9話 夫婦の部屋
ラディーと名前を変えたアスラス様と私が乗った馬車は、ロウタス侯爵領へと向かっているのだが、途中で九夜、宿に泊まらなければならない。
実は、これに関して、私は大いに悩んでいた。
深く愛し合っている夫婦だと話した以上、夜の営みはあって当然のことである。
だけど……、私はまだ男性経験がない。
いたって清い乙女なのだ。
ラディ―に、私が処女であることがばれてはいけない……。
いろいろ言い訳を考えているうちに、馬車は宿に到着した。
領地へ行く際にいつも使っている宿は、侯爵家の名に恥じないような立派なホテルである。
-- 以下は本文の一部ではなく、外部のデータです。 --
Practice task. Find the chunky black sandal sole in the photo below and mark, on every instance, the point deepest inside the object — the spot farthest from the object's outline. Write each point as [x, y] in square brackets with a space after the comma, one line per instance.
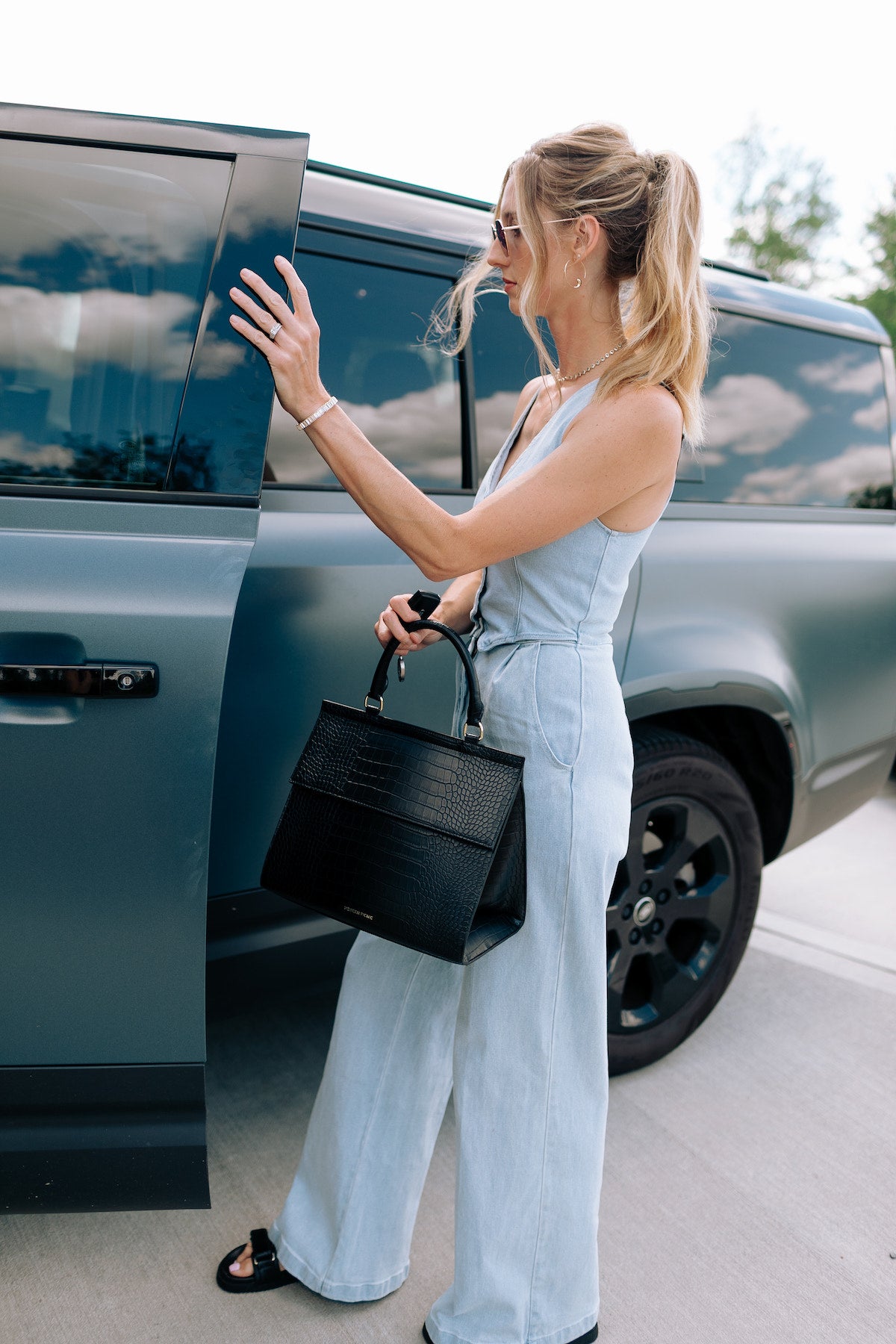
[582, 1339]
[267, 1275]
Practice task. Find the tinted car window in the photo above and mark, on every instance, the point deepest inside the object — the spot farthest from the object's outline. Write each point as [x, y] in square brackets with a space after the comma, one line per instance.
[405, 396]
[795, 417]
[504, 361]
[104, 264]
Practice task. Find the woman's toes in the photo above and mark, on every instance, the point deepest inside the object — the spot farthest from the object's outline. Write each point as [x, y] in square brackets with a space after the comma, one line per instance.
[242, 1266]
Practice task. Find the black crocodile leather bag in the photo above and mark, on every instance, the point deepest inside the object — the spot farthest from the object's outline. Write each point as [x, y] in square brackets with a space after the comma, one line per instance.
[414, 835]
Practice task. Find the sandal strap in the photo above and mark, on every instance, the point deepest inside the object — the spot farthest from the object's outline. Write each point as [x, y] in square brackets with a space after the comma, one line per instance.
[264, 1256]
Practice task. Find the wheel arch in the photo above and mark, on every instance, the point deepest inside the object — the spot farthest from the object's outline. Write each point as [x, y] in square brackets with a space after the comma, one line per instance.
[761, 747]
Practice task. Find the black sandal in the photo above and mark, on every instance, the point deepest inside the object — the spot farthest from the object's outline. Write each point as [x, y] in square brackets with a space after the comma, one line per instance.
[267, 1273]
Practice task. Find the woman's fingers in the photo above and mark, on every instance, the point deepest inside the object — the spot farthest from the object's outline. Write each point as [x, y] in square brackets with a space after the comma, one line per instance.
[258, 315]
[250, 332]
[272, 300]
[294, 285]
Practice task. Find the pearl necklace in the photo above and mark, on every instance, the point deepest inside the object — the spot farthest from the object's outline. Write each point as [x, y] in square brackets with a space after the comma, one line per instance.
[571, 378]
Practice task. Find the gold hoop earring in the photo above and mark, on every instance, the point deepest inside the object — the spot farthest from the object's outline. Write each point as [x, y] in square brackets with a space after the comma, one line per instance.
[585, 275]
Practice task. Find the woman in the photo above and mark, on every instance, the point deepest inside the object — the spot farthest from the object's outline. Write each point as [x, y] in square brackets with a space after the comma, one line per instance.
[544, 557]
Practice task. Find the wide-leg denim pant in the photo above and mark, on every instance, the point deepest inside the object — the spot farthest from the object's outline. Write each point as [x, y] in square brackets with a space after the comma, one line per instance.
[519, 1034]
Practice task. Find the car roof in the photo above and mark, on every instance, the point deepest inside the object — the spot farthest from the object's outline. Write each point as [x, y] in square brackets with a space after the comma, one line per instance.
[444, 222]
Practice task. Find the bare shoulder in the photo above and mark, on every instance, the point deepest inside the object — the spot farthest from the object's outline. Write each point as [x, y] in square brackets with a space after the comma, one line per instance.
[640, 418]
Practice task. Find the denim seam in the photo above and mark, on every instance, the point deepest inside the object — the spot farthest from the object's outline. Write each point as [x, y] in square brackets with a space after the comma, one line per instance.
[321, 1278]
[561, 765]
[581, 1325]
[547, 1104]
[594, 584]
[370, 1119]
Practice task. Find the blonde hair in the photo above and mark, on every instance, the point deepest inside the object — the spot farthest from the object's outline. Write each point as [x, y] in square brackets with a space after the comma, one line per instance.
[649, 208]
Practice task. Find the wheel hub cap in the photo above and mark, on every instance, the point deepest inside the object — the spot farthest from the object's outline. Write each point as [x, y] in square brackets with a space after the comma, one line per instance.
[645, 910]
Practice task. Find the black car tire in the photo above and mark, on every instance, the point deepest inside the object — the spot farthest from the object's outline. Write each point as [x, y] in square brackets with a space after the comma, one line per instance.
[684, 898]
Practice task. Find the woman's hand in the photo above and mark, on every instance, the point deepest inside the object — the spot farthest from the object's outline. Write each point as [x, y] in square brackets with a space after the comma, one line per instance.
[388, 624]
[293, 352]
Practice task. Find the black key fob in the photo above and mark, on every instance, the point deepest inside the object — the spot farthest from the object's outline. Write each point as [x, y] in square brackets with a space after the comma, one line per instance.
[423, 604]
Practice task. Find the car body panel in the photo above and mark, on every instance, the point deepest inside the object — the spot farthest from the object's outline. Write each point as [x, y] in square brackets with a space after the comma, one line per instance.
[107, 806]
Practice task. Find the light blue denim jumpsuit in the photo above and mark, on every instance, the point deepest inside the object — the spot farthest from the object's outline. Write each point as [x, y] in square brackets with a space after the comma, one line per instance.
[519, 1034]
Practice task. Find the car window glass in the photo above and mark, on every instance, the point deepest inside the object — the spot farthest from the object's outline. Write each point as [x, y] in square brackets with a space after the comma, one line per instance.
[402, 394]
[794, 417]
[504, 361]
[104, 262]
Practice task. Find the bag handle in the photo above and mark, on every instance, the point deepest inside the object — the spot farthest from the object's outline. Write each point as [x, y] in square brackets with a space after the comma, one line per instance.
[473, 726]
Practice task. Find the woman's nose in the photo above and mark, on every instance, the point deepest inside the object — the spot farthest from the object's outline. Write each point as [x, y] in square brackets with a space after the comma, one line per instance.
[496, 255]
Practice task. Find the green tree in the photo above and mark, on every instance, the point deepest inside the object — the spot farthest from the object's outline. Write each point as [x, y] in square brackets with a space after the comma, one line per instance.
[781, 208]
[880, 233]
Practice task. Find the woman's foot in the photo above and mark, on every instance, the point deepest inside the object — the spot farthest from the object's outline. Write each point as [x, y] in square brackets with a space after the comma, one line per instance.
[253, 1266]
[242, 1266]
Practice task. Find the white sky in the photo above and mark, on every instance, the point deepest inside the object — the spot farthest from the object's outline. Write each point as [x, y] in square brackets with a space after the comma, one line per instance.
[448, 94]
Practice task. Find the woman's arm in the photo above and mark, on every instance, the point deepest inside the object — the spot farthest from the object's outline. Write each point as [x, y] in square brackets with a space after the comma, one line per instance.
[606, 457]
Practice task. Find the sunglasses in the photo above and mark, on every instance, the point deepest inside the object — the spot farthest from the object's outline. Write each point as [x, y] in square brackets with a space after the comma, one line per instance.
[499, 230]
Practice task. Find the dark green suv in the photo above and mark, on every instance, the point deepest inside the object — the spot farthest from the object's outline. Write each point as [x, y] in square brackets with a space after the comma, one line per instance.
[169, 539]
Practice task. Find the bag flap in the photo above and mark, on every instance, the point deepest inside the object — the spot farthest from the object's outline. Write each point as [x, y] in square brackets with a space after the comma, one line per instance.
[430, 779]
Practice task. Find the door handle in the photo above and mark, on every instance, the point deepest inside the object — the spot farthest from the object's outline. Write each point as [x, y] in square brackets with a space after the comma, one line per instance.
[109, 680]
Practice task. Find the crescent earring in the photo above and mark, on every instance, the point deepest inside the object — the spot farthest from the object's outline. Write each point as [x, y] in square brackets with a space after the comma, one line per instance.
[583, 276]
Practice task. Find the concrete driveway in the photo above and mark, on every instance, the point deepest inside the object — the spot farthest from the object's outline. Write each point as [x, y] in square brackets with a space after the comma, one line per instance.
[750, 1176]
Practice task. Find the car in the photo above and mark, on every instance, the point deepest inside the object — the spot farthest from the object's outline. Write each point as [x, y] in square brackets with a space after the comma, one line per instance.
[183, 581]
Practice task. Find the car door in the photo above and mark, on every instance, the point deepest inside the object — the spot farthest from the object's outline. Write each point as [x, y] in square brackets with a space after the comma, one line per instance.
[321, 571]
[132, 443]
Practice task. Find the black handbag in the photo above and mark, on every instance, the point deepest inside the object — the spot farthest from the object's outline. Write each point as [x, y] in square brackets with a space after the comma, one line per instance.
[414, 835]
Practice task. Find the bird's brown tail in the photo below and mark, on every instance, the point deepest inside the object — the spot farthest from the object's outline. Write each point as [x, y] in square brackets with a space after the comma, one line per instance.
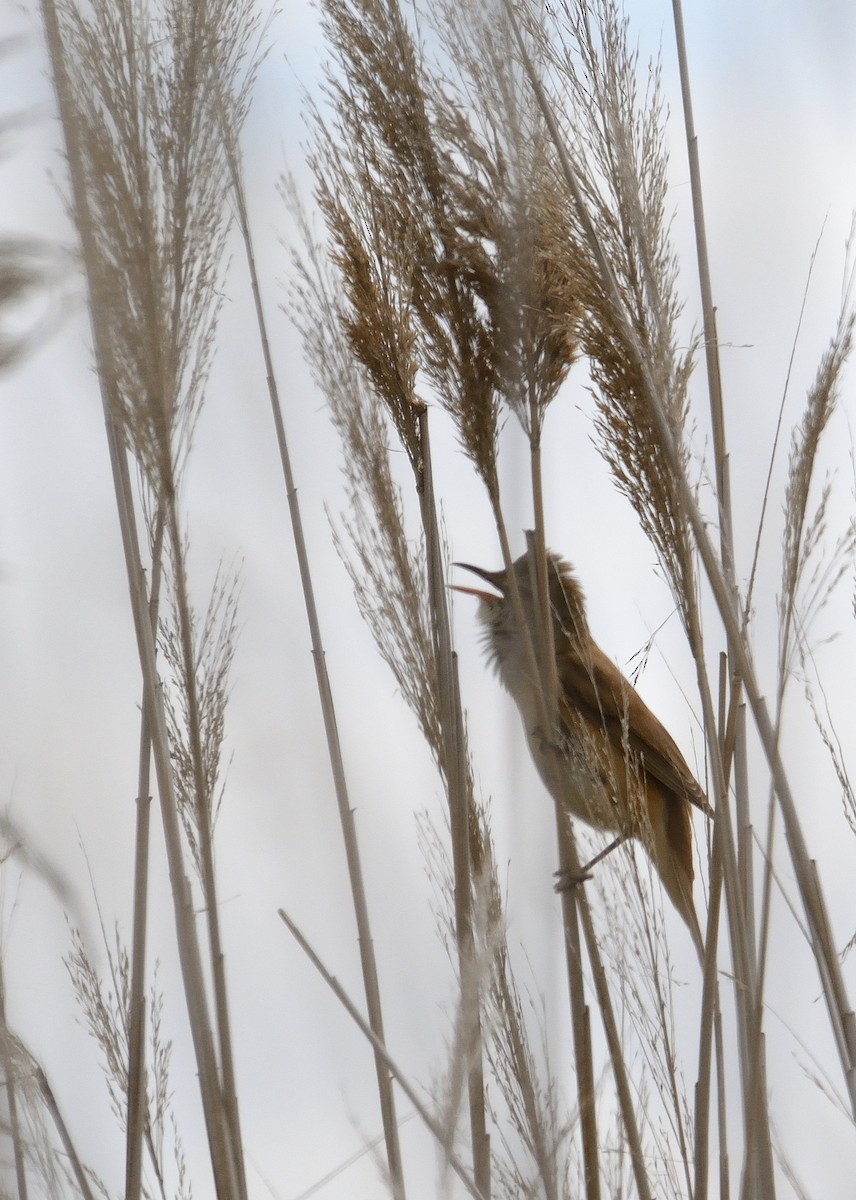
[672, 855]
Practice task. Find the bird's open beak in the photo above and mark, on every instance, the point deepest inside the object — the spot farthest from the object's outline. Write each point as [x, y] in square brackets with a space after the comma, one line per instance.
[494, 577]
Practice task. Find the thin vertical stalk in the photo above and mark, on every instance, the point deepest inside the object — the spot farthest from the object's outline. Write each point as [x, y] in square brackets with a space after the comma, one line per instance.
[459, 815]
[205, 841]
[11, 1084]
[221, 1151]
[136, 1073]
[413, 1095]
[758, 1131]
[53, 1108]
[366, 946]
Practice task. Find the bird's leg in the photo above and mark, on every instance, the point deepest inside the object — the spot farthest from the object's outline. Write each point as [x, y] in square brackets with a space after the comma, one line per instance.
[567, 879]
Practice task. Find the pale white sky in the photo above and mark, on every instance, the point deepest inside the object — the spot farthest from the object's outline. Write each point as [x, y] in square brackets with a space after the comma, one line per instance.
[776, 113]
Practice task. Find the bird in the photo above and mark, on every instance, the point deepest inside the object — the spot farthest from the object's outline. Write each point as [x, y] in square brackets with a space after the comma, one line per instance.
[609, 761]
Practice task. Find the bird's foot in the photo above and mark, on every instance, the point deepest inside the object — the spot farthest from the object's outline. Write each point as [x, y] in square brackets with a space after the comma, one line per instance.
[566, 880]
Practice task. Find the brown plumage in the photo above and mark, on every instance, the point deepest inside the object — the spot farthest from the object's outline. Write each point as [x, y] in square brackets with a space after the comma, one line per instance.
[610, 761]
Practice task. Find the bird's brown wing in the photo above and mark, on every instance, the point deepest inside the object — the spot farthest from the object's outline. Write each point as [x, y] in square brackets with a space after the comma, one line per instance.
[594, 685]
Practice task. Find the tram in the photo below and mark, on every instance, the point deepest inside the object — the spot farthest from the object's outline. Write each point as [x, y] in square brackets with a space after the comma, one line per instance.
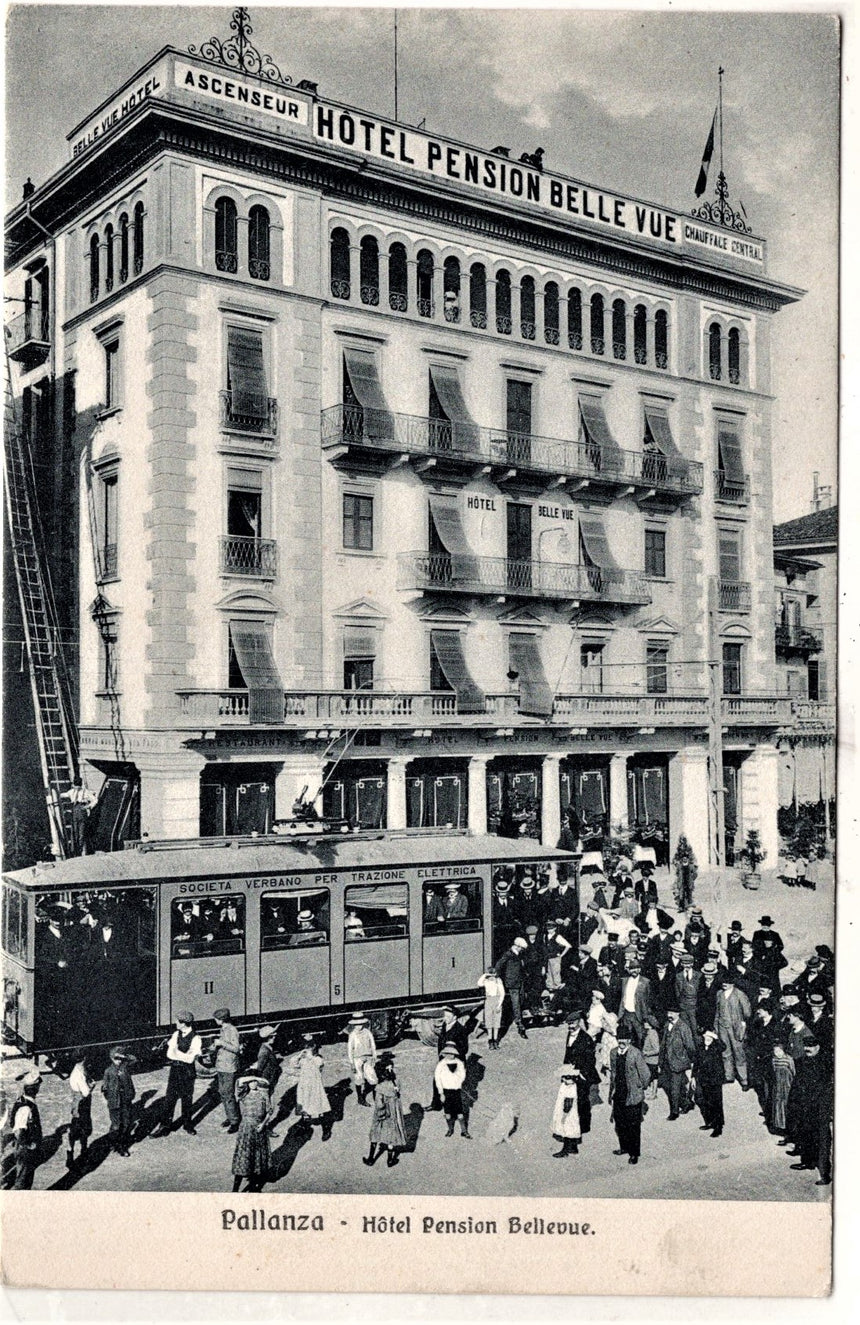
[296, 928]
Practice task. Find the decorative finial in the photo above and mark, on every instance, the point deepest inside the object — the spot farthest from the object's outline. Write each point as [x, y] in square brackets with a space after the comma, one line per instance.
[239, 52]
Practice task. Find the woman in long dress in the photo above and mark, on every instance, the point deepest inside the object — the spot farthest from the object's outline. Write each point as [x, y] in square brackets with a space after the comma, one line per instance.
[312, 1100]
[566, 1117]
[386, 1126]
[783, 1079]
[252, 1157]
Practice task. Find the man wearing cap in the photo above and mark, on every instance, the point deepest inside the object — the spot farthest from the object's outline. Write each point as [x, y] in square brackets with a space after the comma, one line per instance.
[677, 1054]
[510, 969]
[706, 997]
[183, 1051]
[227, 1065]
[361, 1050]
[25, 1126]
[730, 1022]
[709, 1081]
[634, 1006]
[628, 1081]
[581, 1056]
[118, 1091]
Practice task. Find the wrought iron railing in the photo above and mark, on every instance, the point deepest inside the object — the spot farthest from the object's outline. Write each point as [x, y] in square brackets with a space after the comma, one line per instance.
[247, 412]
[736, 492]
[255, 557]
[467, 574]
[582, 459]
[734, 596]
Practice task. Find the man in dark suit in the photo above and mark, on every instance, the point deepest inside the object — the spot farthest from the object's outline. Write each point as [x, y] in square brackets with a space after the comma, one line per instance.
[634, 1007]
[687, 990]
[677, 1052]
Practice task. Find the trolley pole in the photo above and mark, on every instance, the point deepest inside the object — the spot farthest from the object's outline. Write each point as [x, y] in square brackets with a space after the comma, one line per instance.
[714, 746]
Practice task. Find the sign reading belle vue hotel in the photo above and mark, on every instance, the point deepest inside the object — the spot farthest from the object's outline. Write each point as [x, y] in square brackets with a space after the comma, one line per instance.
[489, 174]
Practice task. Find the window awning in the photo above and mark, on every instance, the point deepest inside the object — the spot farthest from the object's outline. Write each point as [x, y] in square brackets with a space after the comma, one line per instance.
[453, 538]
[657, 424]
[359, 644]
[247, 372]
[730, 457]
[367, 387]
[448, 645]
[599, 433]
[536, 696]
[464, 429]
[253, 653]
[595, 542]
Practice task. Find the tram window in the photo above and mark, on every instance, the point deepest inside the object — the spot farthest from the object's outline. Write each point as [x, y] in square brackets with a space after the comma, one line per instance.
[208, 926]
[13, 922]
[453, 906]
[96, 925]
[376, 912]
[294, 920]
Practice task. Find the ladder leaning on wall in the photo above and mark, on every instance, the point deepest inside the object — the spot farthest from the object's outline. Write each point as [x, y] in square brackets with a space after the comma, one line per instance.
[53, 706]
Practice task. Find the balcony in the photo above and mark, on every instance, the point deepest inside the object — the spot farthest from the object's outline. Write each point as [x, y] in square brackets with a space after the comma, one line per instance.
[375, 437]
[257, 416]
[252, 558]
[504, 578]
[733, 492]
[797, 639]
[28, 337]
[734, 596]
[326, 709]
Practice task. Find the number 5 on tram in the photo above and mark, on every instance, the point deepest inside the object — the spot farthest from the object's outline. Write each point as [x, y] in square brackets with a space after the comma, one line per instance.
[301, 926]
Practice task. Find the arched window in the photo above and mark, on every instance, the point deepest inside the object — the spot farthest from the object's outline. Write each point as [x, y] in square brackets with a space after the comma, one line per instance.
[225, 235]
[339, 264]
[640, 334]
[424, 272]
[369, 270]
[661, 338]
[138, 239]
[451, 289]
[714, 351]
[526, 308]
[598, 343]
[109, 259]
[477, 296]
[502, 302]
[574, 319]
[398, 278]
[734, 355]
[94, 268]
[123, 248]
[619, 330]
[550, 313]
[259, 244]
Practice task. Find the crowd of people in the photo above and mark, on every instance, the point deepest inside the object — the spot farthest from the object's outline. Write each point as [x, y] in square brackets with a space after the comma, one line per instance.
[652, 1003]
重厚な門構えを抜け、フロントに入ると、スタッフが迎えてくれた。
「リリア様でございますね。ご夫婦様のお部屋にご案内いたします。御者様はこちらに」
私たちが到着する前に、父が出した早馬で、宿泊予約は既に完了している。
どうしてこんなにも父が協力的なのかと言うと、これは私と父の約束ごとだったからである。
10歳の誕生日に、私は政略結婚を選ばず、闇ギルドの一員になることを選んだ。
これにより、父は私の結婚に対して、一切手を出さないことを約束した。
つまり、結婚相手は自分で捕まえてこい!と言うことなのだ。
そして私が選んだ結婚相手が、ロウタス家にとって有能な人物である場合、侯爵領の北部にある領主代理の屋敷をもらえることになっている。
だが、無能であると判断されたら、二人一緒に追い出される。
父は、私の結婚相手が有能か無能かを判断できるようになるまでは、反対せずに協力しようと約束した。
だけど、私はずっとラディーを見てきたから確信している。
彼の頭脳は、絶対にロウタス家にとって助けになると……。
ホテルのスタッフが、私とラディーを夫婦の部屋に案内した。
「お二人のお部屋はこちらでございます。どうぞごゆっくりおくつろぎください」
部屋に入ると、どんと置かれた大きなベッドが目に飛び込んできた。
ああ、わかってはいたけど、やっぱり……。
部屋に置かれているベッドは一つ。そして、シーツは白い。
もし、ことに及んでしまったら、私たちが夫婦でないことがばれてしまう……。
「あ、あの……、まずは夕食をいただきに行きましょう」
部屋にいることがいたたまれなくて、私はラディーを一階のレストランに誘った。
「ああ、どれも美味しいね。おや、リリア、食が進まないようだね」
「え、ええ。ちょっと疲れたみたいで……」
せっかく出された美味しそうな料理も、緊張で食べた気がしなかった。
結局、早々に食べ終わって、また部屋に戻ることになった。
「ラディー、先にお風呂に入ってね」
「ああ、わかった。では、先に入らせてもらうよ。だが、僕たちは夫婦なんだから、一緒に入ったりしなかったのか?」
「えっ? ええ、とっても愛し合ってるから、もちろん入るわよ。でもね、旅の途中だと、疲れてるから……。別々に入りましょう」
「ああ、それもそうだね」
納得したようで、ラディーはバスルームに一人で入った。
はあ……、会話の一つ一つに緊張する……。
私はその場にへたり込んでしまった。